Normande sauce, also referred to as Normandy sauce and sauce Normande, is a culinary sauce prepared with velouté, fish velouté or fish stock, cream, butter and egg yolk as primary ingredients. Some versions may be prepared using both fish velouté and fish stock. Some may be prepared simply using a velouté base and the addition of cream, which are cooked together. Cider or dry white wine may also be used as primary ingredients.

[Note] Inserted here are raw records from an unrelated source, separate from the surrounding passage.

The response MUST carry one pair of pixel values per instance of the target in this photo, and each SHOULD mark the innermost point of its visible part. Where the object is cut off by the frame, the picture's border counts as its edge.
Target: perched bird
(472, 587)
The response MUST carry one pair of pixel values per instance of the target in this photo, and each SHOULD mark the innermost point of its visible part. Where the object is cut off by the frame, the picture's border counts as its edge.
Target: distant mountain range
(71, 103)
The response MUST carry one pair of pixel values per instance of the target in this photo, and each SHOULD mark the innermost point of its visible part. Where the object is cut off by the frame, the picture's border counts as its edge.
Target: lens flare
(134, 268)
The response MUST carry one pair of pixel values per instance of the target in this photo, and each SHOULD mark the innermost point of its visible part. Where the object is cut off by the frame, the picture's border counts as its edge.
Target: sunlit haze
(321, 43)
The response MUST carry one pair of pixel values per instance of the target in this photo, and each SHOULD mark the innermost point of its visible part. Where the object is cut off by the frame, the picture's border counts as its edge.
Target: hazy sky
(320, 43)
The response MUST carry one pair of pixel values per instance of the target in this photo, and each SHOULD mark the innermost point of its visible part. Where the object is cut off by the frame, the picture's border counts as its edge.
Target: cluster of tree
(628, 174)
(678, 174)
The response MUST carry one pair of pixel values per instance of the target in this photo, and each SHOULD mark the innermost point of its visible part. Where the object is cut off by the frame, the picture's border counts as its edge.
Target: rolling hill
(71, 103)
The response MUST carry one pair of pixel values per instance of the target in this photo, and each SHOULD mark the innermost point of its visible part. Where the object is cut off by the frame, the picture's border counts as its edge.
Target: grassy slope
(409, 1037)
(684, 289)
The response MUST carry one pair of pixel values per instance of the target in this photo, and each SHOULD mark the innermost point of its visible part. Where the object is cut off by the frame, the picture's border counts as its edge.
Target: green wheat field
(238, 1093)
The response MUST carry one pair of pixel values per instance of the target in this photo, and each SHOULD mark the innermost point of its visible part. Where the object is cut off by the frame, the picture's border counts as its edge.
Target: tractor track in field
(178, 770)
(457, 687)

Some versions may use mushrooms or mushroom ketchup in its preparation. Additional ingredients may include fish liquor (fish sauce), oyster liquor, mushroom liquor and lemon juice. Seasonings may include cayenne pepper, black pepper and salt. Some versions may be strained prior to use. The sauce may be used with seafood dishes, fettuccine dishes and on vegetables.

==Dishes with Normande sauce==
Normande sauce may be served with seafood dishes such as those prepared with shellfish and fish. A 1911 recipe from Minneapolis, Minnesota uses the sauce as a garnish upon a molded fish dish. Sole Normande is a dish prepared using sole that is topped with Normande sauce.

It is sometimes used with fettuccine dishes, such as chicken fettuccine. It may also be served on vegetables to add flavor, such as asparagus, cauliflower, green peas, carrots and celery.